Plastic surgeryA discussion document for the Vatican’s Pontifical Council for Culture’s plenary assembly on women next week has strongly criticised elective plastic surgery warning it can be a form of “aggression” against women.

The Pontifical Council for Culture is led by Italian Cardinal Gianfranco Ravasi. The plenary assembly and discussion document are devoted to women’s issues.

According to the Crux news service the document suggests that surgical alterations in appearance, such as facelifts and tummy tucks can become a form of “aggression” that threatens female identity.

It also warns that plastic surgery can “amputate the expressive possibilities of the human face, which are so connected to empathic abilities,” and “can be aggressive toward the feminine identity, showing a refusal of the body.”

The text suggests that elective plastic surgery may reflect the stress many women feel about their bodies, which sometimes result in “pathologies” such as eating disorders, depression, and dysmorphic disorders.

The issue of plastic surgery is part of an analysis of the challenges facing women today, both in society and in the Church, prepared by a panel of female consultants to the Vatican’s Pontifical Council for Culture.

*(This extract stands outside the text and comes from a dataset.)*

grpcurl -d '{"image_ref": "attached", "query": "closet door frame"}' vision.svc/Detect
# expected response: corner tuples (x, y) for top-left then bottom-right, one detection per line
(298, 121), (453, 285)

The document concedes, according to Crux, that despite abundant rhetoric on the importance of women, to date they have largely been excluded from leadership roles in the Church.

“Why, with their great presence, have women had so little impact on the Church’s structures?” it asks.

“In pastoral praxis, why are we giving women only those tasks of a somewhat rigid scheme, the fruit of ideological and ancestral left-overs?”

The document acknowledges that women work as top managers in other walks of life, but often have no corresponding decision-making role or responsibility within their Christian communities.

“If, as Pope Francis says, women have a central role in Christianity,” says the document, “this role must find a counterpart also in the ordinary life of the Church.”

Among other topics, the document explores the role of women in the professional arena, violence and exploitation of women, the female body, and “generativity” as a key to understanding female distinctiveness.